Annals of Biomedical Engineering

, Volume 39, Issue 1, pp 277–286 | Cite as

Quantitative Assessment of Abdominal Aortic Aneurysm Geometry

  • Judy Shum
  • Giampaolo Martufi
  • Elena Di Martino
  • Christopher B. Washington
  • Joseph Grisafi
  • Satish C. Muluk
  • Ender A. FinolEmail author


Recent studies have shown that the maximum transverse diameter of an abdominal aortic aneurysm (AAA) and expansion rate are not entirely reliable indicators of rupture potential. We hypothesize that aneurysm morphology and wall thickness are more predictive of rupture risk and can be the deciding factors in the clinical management of the disease. A non-invasive, image-based evaluation of AAA shape was implemented on a retrospective study of 10 ruptured and 66 unruptured aneurysms. Three-dimensional models were generated from segmented, contrast-enhanced computed tomography images. Geometric indices and regional variations in wall thickness were estimated based on novel segmentation algorithms. A model was created using a J48 decision tree algorithm and its performance was assessed using ten-fold cross validation. Feature selection was performed using the χ2-test. The model correctly classified 65 datasets and had an average prediction accuracy of 86.6% (κ = 0.37). The highest ranked features were sac length, sac height, volume, surface area, maximum diameter, bulge height, and intra-luminal thrombus volume. Given that individual AAAs have complex shapes with local changes in surface curvature and wall thickness, the assessment of AAA rupture risk should be based on the accurate quantification of aneurysmal sac shape and size.

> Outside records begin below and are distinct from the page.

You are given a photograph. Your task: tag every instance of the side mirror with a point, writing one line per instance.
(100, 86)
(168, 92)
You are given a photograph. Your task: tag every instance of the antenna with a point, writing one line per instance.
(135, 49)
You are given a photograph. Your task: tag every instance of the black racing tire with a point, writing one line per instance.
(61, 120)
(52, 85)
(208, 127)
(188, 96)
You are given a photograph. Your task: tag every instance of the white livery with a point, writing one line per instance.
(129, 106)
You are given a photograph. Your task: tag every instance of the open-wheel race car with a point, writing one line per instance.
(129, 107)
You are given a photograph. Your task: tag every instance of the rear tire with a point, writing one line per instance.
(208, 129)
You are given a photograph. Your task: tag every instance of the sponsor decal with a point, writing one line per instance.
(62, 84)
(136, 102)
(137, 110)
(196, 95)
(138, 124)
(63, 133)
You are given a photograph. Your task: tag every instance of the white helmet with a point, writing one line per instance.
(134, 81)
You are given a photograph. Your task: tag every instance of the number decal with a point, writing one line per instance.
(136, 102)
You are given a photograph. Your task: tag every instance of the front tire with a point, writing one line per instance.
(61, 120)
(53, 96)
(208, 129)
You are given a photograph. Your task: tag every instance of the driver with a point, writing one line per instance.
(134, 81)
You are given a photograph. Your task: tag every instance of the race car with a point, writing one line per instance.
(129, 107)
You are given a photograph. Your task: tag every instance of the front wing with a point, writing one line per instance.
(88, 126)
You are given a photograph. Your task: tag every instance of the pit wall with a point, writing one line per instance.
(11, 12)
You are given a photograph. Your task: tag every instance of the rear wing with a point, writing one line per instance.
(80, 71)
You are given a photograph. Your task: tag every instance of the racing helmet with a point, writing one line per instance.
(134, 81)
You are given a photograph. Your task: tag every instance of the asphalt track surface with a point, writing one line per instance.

Rupture risk Geometry quantification Abdominal aortic aneurysm Machine learning Wall thickness 



The authors would like to acknowledge the research funding from the Bill and Melinda Gates Foundation, Carnegie Mellon University’s Biomedical Engineering Department, the John and Claire Bertucci Graduate Fellowship program, and NIH grants R21EB007651, R21EB008804, and R15HL087268. The content is solely the responsibility of the authors and does not necessarily represent the official views of the National Institutes of Health. Dr. Carolyn Rose’s assistance in performing the statistical analysis is also gratefully acknowledged.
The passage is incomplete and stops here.